Bir de eşcinsel ‘bireyler’e saygımız sonsuz da, sanırsın Fransa’da erkek kalmamış. Vallahi gösterilerde gözüm erkek aradı. Yani bildiğimiz erkek. Âlem lgbt olmuş. Devrimcisiniz anlıyoruz, cinsel devrimi de yaptınız ona da tamam. Ama o yana bakıyoruz heh diyoruz kadın ne güzel de yürüyor maşal… tam diyeceğiz o da ne sakallı bir suret çıkıyor karşımıza. Diğerine bakıyoruz vay be ne janti adam diyeceğiz tam, a aa ince çorap mı giymiş o? Topuklar on beş pont falan. Her karede bunun dayatılması, yeni normal dayatması gibiydi. Yakında heteroseksüel olduğunuz için özür dilemeniz gerekebilir.
Dünya uçtu gitti ve nereye gittiğimizi hem kestiriyor hem de kestiremiyoruz. Evet elimizde pusulalarımız var. İyi kötü bir tarih bilgisi, biraz mitoloji, biraz felsefe, az çok kitle psikolojisi, biraz da coğrafya. Bir küreseldir gidiyor ama. Bunu ilk duyduğumuzda ne havalı laftı. Global böyle. Oohh küresel. Bilgi toplumu diyorlardı. Sanki bilgi toplumu olununca çok bilgili olacakmışız gibi. Batılı medeniyet falan diyorlardı. Seksenli yılların sonlarına doğru jeton düştü bende. Hiç yalan yapmayacağım, ilk duyduğumda dergi mergi okuyorduk o zamanlar, baya bir heyecanlandırmıştı bu söylemler. Erken aydık aymasına da, ne oldu? Tüm platformları ele geçirdiler, bilgi dedikleri şey kendi doğrularını herkese dayatmaktan öte, yalanla dolanla sömürü düzenlerini sağlamlaştırmaktan öte bir şey değil.

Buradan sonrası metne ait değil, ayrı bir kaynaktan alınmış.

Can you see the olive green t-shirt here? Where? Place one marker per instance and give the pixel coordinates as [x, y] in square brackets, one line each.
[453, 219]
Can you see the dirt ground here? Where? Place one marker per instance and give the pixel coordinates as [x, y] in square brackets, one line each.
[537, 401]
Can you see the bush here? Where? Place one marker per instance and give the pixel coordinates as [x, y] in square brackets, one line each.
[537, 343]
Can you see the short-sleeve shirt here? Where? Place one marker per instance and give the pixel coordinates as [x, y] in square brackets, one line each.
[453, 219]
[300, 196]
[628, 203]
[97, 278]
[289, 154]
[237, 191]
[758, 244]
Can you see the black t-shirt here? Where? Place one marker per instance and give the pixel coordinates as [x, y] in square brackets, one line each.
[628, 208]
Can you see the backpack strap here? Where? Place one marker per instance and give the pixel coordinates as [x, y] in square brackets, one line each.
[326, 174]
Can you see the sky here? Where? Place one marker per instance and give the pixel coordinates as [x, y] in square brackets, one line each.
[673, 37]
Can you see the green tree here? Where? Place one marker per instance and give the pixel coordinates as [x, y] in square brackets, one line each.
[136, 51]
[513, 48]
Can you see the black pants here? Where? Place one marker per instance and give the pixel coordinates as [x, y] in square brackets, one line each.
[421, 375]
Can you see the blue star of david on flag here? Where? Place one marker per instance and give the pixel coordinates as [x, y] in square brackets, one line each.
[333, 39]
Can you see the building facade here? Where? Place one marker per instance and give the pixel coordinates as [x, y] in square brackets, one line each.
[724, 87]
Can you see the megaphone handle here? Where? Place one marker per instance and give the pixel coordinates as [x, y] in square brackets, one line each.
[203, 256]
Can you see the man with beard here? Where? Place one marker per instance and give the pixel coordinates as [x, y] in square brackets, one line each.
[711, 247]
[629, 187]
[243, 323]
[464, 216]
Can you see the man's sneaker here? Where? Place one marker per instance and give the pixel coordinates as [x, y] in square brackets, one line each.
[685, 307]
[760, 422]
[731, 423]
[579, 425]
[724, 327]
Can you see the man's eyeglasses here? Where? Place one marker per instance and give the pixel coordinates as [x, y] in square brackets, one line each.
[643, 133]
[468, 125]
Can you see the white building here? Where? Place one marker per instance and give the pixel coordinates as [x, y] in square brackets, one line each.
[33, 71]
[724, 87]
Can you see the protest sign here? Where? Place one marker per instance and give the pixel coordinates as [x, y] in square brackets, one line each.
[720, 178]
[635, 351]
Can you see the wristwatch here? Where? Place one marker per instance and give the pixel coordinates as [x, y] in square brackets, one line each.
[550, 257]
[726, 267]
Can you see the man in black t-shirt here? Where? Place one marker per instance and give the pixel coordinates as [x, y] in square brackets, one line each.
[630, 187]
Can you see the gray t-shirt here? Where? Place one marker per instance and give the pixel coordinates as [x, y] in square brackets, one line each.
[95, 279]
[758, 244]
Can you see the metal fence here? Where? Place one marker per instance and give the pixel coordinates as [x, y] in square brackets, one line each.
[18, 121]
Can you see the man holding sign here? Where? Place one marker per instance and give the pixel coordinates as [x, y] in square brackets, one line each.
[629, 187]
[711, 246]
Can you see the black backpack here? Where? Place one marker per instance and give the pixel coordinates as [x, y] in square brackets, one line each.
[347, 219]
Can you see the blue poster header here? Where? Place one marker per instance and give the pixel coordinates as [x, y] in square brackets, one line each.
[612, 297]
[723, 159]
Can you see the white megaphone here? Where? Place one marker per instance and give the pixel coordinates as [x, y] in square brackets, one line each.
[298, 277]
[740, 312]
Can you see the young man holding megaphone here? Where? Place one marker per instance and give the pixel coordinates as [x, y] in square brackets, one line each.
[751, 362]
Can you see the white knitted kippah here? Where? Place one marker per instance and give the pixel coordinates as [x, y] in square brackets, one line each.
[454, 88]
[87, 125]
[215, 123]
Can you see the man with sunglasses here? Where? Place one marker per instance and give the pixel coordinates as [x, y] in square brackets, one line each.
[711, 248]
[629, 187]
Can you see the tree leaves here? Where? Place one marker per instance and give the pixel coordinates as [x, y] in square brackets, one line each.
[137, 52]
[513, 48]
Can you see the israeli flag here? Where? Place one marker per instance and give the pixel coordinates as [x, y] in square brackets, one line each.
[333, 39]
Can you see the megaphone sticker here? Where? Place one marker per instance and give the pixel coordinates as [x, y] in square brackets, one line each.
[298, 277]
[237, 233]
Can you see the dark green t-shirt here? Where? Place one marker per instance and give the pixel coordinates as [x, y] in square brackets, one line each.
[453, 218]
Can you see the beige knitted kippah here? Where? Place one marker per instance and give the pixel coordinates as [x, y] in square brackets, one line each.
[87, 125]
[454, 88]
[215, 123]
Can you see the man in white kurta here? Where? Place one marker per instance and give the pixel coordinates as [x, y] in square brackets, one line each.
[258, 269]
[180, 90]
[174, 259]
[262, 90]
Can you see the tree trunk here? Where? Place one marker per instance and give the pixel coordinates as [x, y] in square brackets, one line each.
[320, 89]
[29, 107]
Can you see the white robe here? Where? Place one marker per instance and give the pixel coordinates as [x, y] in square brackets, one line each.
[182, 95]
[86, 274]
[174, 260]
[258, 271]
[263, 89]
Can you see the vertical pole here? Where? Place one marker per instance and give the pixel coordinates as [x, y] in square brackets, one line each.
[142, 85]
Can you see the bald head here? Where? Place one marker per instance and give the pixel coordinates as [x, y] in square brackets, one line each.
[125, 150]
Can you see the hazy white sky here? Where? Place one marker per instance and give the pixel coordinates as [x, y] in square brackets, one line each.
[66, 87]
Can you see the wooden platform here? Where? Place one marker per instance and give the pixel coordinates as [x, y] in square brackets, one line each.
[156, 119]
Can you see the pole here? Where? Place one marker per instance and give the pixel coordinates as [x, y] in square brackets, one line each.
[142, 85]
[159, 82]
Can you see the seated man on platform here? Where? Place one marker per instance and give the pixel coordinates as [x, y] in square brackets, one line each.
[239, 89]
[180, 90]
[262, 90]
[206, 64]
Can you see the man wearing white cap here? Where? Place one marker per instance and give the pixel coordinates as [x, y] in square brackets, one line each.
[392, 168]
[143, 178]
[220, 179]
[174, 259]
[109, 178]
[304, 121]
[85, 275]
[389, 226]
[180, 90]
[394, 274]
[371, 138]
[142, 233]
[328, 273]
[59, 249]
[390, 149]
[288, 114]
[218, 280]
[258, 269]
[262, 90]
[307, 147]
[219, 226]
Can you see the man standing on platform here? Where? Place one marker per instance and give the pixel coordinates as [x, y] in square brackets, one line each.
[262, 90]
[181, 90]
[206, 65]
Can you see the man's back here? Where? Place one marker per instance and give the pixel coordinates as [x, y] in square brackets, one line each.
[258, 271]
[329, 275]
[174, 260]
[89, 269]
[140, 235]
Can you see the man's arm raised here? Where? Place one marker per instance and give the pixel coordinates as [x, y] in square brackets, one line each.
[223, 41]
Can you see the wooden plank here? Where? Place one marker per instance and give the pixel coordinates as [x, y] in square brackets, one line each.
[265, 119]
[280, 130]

Bu geceki açılışın finaline doğru maazallah mahşerin dört atlısından biri kılığına girmiş kafasına metal bir cübbe geçirilmiş yarı şövalye kostümlü bir atlı Sen nehri üzerinde koştu koştu olimpiyat bayrağını getirdi.
Mahşerin dört atlısı romanı Birinci Dünya Savaşı’nda Fransız cephesini anlatır. Bugün bir Dünya savaşından bahsediliyorsa kökü ucu oralara gitmiyor mu? Paylaşım bitmedi ki bunların nazarında. Tüm dünya bir araya gelse bu ‘batı medeniyeti’ni doyuramaz. Bunlar doymaz. Hedonisttik sapık manyak ruhları ne parayla ne petrolle ne değerli taşlarla ne altınla… Hiç bir şeyle doymaz. Hani saraydan fışkıran kanlar vardı ya gösterimde, güya devrimi anlattıkları. Orada kana susamışlıklarını anlatıyorlardı. Mahşerin dört atlısından birini izledik dakikalarca. Dini kitaplarda bu dört atlı Ares, Reseph, Thanatos ve Limostur.
Ares savaştır, Reseph salgındır, Thanatos ölümdür Limos ise kıtlığı anlatır. Ay Allahım tövbe tövbe ya, sinirlerim bozuldu yazarken.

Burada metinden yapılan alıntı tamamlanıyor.